Implement `ForEach-Object -Parallel` runspace reuse #12122

PaulHigin · 2020-03-13T18:19:02Z

PR Summary

This PR addresses Issue #11478, by implementing runspace reuse.

PR Context

The current ForEach-Object -Parallel implementation creates a new runspace for each loop iteration to ensure maximum isolation. However, this can be a significant performance and resource hit, especially for loops that do a small amount of work compared to creating runspaces. Or if there are a lot of iterations where each performs significant work, memory usage climbs drastically even though runspace resources are released timely. The dotNet GC allows very large memory usage before collecting available resources. Manually calling GC.Collect() helps significantly, bringing memory usage way down, but is onerous to implement in script.

The easiest and cleanest solution is to reuse runspaces in a pool. However, there may be side effects of state being leaked between iterations, although runspace.ResetRunspaceState() is used.

The fix is to add a runspace pool from which runspace objects are drawn and returned.

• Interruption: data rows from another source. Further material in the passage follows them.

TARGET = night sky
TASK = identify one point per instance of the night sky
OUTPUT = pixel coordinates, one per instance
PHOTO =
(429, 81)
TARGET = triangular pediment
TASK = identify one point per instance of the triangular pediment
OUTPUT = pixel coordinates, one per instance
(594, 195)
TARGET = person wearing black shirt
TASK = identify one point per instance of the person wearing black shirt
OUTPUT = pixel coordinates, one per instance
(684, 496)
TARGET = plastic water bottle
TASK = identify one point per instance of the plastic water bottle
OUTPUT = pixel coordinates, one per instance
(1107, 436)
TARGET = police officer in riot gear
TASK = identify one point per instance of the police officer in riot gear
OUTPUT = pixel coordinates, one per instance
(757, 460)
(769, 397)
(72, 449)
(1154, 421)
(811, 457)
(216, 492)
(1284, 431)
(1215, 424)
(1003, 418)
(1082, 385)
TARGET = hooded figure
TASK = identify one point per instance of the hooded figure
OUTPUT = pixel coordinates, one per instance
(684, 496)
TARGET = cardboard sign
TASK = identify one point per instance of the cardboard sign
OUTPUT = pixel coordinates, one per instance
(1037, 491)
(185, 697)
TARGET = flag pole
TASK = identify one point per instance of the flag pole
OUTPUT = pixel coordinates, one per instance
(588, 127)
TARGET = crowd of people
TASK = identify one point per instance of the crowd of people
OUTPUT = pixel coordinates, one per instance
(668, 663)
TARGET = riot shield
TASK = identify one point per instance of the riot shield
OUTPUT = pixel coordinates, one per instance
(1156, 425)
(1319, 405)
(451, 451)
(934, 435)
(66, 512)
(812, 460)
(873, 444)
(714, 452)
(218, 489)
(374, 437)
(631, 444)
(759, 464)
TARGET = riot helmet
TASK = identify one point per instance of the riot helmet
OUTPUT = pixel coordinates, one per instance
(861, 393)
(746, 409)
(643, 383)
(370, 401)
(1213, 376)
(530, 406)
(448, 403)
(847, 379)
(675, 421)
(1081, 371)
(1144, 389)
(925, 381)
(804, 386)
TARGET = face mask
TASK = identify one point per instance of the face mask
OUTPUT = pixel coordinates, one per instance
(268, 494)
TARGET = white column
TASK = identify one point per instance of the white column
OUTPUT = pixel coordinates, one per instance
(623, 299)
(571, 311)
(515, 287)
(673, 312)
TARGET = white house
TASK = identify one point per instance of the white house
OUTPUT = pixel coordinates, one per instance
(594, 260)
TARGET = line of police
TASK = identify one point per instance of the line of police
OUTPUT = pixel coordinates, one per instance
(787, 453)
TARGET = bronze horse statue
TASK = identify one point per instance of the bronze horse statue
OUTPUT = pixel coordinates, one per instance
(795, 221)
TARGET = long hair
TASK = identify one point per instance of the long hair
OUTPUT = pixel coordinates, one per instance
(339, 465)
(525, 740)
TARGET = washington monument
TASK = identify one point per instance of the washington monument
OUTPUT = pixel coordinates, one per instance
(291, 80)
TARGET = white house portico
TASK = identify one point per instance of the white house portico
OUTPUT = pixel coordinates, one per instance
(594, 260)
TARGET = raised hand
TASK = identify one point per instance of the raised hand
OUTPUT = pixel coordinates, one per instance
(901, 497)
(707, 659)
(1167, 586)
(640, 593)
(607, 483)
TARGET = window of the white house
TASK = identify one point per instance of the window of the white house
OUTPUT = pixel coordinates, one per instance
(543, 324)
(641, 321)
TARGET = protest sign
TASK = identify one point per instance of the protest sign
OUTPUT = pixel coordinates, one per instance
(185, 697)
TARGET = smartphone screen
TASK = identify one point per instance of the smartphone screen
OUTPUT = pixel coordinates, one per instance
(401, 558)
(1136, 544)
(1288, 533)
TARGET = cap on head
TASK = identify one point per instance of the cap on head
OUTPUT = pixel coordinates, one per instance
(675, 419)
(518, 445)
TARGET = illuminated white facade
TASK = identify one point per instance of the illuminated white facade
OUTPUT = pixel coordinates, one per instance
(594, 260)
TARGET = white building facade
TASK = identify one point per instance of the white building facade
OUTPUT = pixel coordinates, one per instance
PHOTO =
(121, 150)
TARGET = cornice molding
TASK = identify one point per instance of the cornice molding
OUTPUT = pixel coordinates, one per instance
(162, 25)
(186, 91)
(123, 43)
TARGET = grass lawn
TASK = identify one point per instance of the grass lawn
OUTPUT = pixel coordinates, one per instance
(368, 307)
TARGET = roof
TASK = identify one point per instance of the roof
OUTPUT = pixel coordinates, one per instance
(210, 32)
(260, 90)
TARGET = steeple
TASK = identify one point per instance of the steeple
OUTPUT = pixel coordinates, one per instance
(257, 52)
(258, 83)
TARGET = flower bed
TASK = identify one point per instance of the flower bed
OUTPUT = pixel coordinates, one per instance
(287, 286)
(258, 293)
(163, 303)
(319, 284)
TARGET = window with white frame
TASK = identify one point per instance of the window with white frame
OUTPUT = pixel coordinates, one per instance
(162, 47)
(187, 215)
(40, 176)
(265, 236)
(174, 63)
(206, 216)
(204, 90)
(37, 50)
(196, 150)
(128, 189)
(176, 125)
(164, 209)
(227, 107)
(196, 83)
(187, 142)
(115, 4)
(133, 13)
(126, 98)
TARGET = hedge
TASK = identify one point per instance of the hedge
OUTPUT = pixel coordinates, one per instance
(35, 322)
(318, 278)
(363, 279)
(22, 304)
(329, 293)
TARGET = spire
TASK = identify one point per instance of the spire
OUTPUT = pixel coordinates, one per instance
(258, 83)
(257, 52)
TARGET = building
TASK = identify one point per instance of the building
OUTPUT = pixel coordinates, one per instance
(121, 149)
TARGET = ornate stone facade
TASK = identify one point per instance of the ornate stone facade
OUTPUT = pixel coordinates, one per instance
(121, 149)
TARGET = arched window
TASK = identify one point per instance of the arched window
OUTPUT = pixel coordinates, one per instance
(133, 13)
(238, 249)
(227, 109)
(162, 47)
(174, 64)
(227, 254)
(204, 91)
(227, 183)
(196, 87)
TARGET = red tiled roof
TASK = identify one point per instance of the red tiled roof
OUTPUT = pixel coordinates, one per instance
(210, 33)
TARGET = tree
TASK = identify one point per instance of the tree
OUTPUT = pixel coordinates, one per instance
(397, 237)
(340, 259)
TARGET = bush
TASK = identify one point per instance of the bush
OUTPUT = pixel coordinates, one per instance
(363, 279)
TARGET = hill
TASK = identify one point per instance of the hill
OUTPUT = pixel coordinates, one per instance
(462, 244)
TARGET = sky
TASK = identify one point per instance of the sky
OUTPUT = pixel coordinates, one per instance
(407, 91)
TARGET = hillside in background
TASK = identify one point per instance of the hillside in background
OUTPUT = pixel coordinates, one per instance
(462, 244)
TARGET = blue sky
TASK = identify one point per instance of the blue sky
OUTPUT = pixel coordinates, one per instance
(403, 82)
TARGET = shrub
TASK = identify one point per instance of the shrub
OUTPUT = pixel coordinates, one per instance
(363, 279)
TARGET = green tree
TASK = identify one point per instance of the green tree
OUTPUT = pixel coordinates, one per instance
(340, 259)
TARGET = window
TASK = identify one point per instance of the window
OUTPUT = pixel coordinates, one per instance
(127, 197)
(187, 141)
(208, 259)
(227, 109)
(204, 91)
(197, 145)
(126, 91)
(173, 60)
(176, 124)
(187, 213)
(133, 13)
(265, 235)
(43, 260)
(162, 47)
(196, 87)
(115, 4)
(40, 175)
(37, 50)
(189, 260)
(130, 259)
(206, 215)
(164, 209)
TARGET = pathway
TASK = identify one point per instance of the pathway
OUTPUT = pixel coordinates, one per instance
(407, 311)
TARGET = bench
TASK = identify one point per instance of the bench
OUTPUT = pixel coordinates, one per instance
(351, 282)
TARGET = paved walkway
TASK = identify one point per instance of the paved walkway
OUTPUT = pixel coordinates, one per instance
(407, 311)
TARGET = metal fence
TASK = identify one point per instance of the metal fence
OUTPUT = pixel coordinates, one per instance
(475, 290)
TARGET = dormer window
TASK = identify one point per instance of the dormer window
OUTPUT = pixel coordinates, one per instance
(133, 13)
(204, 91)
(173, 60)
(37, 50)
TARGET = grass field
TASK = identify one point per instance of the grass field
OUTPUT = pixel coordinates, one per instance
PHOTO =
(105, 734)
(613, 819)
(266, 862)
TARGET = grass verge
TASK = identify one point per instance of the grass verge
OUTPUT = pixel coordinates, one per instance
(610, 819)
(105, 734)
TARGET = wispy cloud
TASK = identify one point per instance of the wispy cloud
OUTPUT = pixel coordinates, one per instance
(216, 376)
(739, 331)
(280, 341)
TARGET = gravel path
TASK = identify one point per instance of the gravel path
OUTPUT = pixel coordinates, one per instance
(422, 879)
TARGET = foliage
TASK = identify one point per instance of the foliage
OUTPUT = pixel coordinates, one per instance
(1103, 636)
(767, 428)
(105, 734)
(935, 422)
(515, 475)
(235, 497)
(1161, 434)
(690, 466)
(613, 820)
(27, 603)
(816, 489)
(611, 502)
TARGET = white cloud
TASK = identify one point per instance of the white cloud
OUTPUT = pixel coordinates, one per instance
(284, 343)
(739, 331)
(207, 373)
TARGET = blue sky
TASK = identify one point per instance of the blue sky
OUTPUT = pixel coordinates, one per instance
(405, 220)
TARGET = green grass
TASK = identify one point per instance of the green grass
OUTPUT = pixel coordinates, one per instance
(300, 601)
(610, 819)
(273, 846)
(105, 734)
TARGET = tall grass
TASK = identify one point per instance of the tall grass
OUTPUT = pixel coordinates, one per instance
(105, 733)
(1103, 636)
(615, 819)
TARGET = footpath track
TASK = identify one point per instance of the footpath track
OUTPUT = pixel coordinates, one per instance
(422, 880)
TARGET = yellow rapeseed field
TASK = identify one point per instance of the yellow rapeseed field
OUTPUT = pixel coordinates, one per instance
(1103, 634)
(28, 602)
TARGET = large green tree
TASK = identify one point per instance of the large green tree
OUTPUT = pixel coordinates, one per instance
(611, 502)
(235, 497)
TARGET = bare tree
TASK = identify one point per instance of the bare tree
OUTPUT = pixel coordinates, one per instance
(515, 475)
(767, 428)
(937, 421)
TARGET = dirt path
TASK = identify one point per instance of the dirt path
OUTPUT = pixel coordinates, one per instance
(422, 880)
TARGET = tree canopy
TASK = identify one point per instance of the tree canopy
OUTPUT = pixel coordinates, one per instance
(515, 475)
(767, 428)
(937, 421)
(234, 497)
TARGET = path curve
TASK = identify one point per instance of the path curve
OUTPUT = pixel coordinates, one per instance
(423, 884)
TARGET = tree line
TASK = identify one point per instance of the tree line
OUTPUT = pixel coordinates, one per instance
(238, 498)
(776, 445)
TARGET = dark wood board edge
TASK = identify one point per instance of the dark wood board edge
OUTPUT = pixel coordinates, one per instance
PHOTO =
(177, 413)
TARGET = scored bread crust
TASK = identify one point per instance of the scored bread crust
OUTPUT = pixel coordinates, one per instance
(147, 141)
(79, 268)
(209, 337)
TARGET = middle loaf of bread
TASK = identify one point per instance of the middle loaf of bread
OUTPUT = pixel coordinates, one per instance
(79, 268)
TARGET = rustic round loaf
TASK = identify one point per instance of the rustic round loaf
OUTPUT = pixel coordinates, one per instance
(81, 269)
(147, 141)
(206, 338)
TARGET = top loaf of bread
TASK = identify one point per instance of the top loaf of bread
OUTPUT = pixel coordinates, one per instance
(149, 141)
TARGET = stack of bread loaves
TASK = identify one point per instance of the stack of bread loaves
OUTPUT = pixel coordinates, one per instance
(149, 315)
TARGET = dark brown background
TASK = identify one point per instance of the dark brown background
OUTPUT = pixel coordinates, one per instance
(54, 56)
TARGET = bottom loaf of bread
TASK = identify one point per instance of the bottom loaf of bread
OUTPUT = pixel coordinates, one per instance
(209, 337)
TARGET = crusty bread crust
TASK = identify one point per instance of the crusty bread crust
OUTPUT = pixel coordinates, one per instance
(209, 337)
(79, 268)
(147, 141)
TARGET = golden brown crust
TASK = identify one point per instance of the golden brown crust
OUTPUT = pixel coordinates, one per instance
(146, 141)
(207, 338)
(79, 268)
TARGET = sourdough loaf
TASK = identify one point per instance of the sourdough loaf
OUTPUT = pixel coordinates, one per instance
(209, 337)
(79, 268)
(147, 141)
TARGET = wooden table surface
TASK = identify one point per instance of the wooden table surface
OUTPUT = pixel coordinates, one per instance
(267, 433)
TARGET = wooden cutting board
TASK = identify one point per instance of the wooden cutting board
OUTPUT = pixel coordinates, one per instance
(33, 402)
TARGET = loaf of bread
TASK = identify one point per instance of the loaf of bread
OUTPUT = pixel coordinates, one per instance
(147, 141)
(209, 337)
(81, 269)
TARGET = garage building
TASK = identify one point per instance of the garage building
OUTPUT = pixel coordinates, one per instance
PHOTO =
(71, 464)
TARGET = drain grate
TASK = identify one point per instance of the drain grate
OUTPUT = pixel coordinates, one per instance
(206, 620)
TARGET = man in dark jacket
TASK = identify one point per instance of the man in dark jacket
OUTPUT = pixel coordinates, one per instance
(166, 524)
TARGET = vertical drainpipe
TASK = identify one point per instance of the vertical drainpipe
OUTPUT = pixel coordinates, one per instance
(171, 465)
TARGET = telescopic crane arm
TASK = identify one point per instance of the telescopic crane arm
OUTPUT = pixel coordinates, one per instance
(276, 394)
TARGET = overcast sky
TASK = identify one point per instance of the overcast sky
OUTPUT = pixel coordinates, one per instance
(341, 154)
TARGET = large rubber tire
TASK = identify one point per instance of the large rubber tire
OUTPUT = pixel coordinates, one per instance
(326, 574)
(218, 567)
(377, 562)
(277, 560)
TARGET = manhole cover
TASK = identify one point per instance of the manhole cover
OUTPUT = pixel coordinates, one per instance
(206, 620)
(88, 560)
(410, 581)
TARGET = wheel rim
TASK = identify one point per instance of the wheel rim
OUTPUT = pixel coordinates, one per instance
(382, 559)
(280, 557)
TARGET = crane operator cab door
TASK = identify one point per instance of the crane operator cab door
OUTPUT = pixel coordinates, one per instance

Also added -UseNewRunspace switch to ForEach-Object -Parallel parameter set, to allow option to create new runspace per iteration, per review feedback from committee.

PR Checklist

src/System.Management.Automation/engine/hostifaces/PSTask.cs

TravisEz13

Nothing significant

TravisEz13

Nothing significant

src/System.Management.Automation/engine/InternalCommands.cs

src/System.Management.Automation/engine/hostifaces/PSTask.cs

src/System.Management.Automation/engine/InternalCommands.cs

src/System.Management.Automation/engine/hostifaces/PSTask.cs

iSazonov · 2020-03-16T17:14:21Z

I see a comment in code that ResetRunspaceState() resets a debugger state. Is it ok?

PaulHigin · 2020-03-16T17:44:00Z

@iSazonov I am not aware of any issues. But let me know if there is something specific you are concerned about.

iSazonov · 2020-03-16T17:48:17Z

@PaulHigin I am thinking about a scenario in which an user set a breakpoint - will the breakpoint works well if we reset and reuse runspaces?

PaulHigin · 2020-03-16T18:10:52Z

That would be advanced debugging indeed. We currently don't support setting overall foreach parallel session state (although that is something we can consider for the future), so like any other state, breakpoints would need to be set for each loop iteration. In this case we definitely want to reset the runspace breakpoint state otherwise all instances will be stopped in the debugger.

PaulHigin · 2020-03-16T18:23:23Z

Adding committee review tag, to consider whether this change can be taken.

iSazonov · 2020-03-17T03:16:52Z

I think we can accept and document the debugger behavior (maybe add warning in code) - if user want debug the user can remove -Parallel parameter and debug.

For reference

PowerShell/src/System.Management.Automation/engine/InitialSessionState.cs

Lines 3295 to 3296 in 320656c

    
           // Reset the event, transaction and debug managers. 
        
           context.ResetManagers();

From the comment in the code we need to review "the event, transaction and debug managers".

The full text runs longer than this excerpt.